Alguns pacientes me perguntam ao chegar no consultório se a terapia é mesmo importante para encaminhar seus problemas, já que têm amigos com quem podem conversar. Costumo responder que por mais que o tratamento psicanalítico se dê por meio da fala ele não se resume a uma conversa ou desabafo, pois aqui o que buscamos não é exatamente confortar ou apaziguar a angústia da pessoa como faria um colega, mas sim convidá-la a subjetivar este mal-estar e construir novos destinos para ele, o que requer um trabalho sofisticado de elaboração. E custoso, pois se reposicionar diante de um conflito construído ao longo de uma vida não é tarefa simples, muito menos rápida, e infelizmente não é algo que se resolva numa conversa entre amigos. A tarefa é complexa.
Talvez essa pergunta venha no lugar de uma outra. “Então quer dizer que falar cura?” – alguns me perguntam, perplexos com a ideia de que vão tratar suas crises de pânico, suas dores no corpo, sua insônia ou depressão “falando”.

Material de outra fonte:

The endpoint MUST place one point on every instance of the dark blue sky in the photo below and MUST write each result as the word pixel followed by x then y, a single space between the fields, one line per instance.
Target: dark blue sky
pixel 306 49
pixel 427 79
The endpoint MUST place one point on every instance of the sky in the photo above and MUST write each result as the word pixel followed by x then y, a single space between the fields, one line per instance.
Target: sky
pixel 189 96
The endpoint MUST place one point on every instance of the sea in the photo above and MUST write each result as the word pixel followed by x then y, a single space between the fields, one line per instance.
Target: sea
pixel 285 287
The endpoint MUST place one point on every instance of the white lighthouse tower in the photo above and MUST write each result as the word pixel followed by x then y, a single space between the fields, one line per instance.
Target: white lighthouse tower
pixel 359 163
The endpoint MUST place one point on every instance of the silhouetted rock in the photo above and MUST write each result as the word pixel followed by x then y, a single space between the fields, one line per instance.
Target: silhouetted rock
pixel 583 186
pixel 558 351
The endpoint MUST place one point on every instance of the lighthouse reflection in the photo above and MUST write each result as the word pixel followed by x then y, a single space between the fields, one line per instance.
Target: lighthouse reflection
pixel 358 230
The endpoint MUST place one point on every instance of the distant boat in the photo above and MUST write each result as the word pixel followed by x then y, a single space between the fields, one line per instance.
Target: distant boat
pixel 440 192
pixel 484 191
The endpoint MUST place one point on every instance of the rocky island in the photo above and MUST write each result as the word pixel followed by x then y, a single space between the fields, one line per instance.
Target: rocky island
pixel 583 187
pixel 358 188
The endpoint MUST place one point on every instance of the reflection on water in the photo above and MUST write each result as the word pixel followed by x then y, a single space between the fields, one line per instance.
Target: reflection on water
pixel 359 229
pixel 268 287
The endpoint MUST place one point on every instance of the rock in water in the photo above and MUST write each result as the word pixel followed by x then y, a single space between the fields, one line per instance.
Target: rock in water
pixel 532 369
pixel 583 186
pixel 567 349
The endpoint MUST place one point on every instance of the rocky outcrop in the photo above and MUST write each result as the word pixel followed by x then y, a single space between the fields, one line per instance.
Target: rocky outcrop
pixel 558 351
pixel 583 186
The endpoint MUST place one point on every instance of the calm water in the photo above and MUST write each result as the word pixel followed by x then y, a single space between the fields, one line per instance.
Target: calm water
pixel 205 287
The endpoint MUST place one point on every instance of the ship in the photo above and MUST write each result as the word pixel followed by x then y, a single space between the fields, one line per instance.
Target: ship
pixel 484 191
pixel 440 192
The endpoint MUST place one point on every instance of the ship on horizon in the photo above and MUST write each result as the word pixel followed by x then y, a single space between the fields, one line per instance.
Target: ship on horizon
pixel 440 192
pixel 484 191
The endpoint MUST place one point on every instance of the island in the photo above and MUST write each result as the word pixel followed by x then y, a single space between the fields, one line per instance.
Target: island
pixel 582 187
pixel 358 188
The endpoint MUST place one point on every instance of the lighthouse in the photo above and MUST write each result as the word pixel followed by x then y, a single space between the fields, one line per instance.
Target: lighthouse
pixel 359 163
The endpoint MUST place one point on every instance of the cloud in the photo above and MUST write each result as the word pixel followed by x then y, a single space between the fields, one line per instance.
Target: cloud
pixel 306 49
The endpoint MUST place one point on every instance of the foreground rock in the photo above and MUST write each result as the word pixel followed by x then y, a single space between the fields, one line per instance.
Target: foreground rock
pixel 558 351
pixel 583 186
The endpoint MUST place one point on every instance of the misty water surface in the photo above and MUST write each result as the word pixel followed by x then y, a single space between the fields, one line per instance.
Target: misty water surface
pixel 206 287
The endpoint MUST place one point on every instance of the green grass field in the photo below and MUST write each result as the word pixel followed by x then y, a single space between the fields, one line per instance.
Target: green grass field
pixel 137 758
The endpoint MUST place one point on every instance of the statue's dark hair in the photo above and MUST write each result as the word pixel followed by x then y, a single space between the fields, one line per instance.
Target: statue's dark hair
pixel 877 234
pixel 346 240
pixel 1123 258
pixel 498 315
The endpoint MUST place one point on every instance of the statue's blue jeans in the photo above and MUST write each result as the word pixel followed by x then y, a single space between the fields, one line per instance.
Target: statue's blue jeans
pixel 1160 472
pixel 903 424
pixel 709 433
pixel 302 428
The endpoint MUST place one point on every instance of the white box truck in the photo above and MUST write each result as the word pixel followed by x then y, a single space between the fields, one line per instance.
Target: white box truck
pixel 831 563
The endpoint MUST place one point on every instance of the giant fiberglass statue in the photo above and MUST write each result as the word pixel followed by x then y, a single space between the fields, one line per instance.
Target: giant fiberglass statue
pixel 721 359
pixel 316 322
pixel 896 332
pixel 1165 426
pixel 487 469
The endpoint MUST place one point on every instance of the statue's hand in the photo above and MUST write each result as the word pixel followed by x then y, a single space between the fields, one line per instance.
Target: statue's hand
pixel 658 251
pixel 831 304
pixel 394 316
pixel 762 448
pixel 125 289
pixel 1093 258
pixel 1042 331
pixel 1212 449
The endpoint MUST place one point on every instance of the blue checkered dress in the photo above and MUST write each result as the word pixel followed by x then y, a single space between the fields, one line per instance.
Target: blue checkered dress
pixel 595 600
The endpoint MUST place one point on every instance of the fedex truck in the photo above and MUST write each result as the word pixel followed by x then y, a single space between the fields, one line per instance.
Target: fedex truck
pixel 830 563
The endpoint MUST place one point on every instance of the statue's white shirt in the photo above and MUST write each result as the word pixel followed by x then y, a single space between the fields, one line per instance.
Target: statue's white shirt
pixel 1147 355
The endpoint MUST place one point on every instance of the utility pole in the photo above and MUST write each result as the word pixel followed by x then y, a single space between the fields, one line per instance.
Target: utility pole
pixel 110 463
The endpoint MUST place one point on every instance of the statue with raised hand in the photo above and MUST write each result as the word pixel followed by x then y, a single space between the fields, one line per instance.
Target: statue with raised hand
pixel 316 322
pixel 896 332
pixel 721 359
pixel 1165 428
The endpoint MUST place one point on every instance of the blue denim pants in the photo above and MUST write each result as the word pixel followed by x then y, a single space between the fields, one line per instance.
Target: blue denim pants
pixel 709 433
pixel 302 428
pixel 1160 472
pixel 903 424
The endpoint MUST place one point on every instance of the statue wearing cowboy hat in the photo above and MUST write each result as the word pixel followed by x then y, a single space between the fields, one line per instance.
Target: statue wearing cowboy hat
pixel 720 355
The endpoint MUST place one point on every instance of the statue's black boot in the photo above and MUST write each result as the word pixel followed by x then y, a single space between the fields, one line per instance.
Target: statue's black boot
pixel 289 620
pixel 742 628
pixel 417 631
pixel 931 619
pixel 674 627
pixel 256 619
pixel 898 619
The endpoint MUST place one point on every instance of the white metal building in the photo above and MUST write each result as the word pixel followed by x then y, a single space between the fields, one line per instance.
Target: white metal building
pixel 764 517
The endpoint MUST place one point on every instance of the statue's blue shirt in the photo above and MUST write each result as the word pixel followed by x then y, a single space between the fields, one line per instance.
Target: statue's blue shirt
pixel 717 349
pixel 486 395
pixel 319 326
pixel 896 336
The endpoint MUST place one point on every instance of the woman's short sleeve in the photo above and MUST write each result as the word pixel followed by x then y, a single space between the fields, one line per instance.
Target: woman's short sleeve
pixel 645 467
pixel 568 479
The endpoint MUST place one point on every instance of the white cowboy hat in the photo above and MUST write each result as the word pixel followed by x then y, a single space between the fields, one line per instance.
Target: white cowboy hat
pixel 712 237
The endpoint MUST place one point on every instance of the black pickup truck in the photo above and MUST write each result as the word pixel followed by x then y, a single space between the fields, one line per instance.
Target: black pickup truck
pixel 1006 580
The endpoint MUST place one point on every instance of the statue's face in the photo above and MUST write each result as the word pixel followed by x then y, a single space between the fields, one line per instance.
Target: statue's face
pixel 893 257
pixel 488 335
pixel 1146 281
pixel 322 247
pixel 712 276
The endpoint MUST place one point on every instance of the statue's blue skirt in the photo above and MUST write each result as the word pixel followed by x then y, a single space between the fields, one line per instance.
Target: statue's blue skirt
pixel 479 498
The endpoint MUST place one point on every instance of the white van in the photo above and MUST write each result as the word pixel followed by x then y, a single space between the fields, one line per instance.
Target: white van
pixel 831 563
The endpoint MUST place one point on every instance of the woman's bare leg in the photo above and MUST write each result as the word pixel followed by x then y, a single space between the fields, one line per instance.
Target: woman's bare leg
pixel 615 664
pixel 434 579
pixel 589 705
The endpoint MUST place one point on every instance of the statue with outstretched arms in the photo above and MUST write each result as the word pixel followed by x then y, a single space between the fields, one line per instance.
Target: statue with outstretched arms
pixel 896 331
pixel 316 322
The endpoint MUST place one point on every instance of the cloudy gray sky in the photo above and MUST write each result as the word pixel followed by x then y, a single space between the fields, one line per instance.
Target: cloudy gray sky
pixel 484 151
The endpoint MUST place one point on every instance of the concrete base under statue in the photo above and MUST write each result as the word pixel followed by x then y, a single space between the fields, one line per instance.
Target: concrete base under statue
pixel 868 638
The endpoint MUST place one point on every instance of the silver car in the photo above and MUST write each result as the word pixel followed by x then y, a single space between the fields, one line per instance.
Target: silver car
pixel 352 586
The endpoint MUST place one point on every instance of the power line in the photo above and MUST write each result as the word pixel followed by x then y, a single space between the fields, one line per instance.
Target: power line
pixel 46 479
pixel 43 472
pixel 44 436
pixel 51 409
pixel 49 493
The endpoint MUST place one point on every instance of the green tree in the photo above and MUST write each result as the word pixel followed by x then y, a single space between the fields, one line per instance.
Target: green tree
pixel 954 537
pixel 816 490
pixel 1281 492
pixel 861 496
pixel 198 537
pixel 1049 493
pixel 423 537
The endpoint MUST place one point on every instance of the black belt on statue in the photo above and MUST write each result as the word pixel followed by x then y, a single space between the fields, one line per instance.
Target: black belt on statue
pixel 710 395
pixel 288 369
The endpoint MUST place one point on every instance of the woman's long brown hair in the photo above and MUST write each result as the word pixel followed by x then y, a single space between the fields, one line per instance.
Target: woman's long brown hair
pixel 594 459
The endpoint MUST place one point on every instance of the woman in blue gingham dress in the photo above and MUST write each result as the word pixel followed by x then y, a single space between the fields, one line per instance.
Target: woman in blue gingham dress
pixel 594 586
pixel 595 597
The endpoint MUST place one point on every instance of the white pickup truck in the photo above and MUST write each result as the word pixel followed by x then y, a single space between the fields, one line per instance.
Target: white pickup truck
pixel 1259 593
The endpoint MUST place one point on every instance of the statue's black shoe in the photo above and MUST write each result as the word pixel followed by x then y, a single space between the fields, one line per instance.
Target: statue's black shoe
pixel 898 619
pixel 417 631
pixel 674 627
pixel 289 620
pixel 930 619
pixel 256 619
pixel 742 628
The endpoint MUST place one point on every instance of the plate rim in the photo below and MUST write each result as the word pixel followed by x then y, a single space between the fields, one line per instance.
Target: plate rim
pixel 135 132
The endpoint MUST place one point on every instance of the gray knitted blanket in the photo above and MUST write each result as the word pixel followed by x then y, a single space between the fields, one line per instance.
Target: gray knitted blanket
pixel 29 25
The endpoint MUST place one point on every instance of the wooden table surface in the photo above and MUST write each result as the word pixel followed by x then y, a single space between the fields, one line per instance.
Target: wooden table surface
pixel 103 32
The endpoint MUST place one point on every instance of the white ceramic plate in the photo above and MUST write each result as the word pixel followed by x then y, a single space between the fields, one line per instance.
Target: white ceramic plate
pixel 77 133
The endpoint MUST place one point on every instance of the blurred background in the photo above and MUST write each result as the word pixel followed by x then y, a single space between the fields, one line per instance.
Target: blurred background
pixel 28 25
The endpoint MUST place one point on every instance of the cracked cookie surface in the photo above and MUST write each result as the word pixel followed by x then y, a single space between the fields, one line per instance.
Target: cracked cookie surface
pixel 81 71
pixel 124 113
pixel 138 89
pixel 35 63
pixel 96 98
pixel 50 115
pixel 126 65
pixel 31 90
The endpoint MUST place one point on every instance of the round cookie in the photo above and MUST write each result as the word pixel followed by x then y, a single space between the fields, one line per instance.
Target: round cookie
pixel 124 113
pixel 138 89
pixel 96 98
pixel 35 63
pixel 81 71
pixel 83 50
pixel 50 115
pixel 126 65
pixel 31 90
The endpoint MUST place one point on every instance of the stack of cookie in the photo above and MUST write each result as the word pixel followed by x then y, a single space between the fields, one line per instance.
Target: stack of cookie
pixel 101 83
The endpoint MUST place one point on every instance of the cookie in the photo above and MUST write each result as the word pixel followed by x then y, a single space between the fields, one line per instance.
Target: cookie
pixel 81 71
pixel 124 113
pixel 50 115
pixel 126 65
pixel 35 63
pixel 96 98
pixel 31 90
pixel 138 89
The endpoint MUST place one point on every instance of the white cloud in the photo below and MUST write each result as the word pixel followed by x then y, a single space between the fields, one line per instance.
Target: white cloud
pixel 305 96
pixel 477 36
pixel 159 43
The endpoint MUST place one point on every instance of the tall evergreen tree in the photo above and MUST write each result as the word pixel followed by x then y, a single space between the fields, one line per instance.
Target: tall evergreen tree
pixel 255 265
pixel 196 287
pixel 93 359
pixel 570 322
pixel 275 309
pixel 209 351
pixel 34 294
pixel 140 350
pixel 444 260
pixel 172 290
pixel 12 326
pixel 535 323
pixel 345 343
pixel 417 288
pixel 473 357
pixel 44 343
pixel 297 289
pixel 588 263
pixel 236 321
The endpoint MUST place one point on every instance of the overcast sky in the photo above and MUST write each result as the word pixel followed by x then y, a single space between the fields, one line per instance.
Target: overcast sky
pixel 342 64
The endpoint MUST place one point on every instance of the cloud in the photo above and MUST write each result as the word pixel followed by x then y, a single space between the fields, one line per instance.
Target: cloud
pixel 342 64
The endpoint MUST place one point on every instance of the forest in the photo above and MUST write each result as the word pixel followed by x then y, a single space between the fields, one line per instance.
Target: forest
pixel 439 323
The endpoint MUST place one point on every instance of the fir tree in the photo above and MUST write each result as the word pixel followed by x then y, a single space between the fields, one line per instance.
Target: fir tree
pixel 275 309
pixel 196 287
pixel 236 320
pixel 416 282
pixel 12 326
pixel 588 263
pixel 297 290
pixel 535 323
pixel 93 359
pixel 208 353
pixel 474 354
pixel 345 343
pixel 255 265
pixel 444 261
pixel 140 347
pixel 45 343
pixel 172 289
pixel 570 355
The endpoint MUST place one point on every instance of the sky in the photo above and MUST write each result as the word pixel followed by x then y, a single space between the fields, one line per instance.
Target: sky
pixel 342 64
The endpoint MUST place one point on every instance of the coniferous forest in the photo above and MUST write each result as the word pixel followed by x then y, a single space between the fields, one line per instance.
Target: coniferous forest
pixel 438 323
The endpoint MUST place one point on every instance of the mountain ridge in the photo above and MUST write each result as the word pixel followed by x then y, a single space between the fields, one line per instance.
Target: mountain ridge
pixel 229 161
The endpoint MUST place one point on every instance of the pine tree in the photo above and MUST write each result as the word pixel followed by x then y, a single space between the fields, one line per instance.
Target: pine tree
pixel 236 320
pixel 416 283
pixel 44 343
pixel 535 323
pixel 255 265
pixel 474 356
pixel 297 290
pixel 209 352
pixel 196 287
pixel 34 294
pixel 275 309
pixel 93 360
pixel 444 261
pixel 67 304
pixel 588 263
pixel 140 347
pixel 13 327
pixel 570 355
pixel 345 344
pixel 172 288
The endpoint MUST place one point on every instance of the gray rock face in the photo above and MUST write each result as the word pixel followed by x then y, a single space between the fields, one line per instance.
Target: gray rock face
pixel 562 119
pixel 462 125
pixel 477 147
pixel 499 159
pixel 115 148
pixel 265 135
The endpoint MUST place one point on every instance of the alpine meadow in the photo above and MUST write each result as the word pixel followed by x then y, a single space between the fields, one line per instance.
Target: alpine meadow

É importante ressaltar que o uso que se faz da fala no tratamento psicanalítico tem um estatuto diferente daquele que acontece em nossa vida cotidiana, pois ali o outro para quem o paciente encaminha suas questões não está numa posição qualquer, de um amigo, colega ou familiar. A ideia é que numa análise o interlocutor do paciente seja de alguma forma seu próprio inconsciente, e ao analista caberia a função de ajudar o sujeito a escutá-lo.
O inconsciente pode ser entendido como aquilo de desconhecido que fala em nós e que muitas vezes nos causa espanto. Isso acontece, por exemplo, quando queremos dizer uma coisa e acabamos dizendo outra que surpreende, trazendo alguma verdade até então ignorada. Os sintomas, por mais que não digam nada para o sujeito, também são expressões desta ordem e também guardam alguma verdade sobre as dores e os desejos de cada um, com a diferença de serem “mensagens” muito mais complexas e que por isso requerem um trabalho mais elaborado para serem lidas e reconhecidas - o que uma análise se propõe a fazer.
Não falamos aqui somente dos sintomas físicos que aparecem sem causa fisiológica, mas num sentido mais amplo – dos imbróglios recorrentes na vida de cada um, como nos casos dos que encontram sempre as mesmas dificuldades na vida amorosa ou no trabalho e que, apesar dos esforços, não conseguem resolver, ou daqueles que não conseguem ascender na vida porque existe algo interno os impedindo de chegar lá, por exemplo. Será preciso, em cada caso, falar dessas questões em análise e deixar que o inconsciente apareça para poder então escutá-lo e assim, ao longo do percurso de cada análise, identificar quais são as forças em jogo impulsionando em dada direção.
Vemos, assim, que não é bem a fala em si que cura, mas o trabalho de elaboração feito pelo paciente em análise – um trabalho muito peculiar que se opera em torno de um desconhecido que fala em nós. Ao longo desse percurso as coordenadas dos traumas que marcaram o sujeito e seu desejo vão se traçando, abrindo caminho para novas maneiras de conduzir a vida.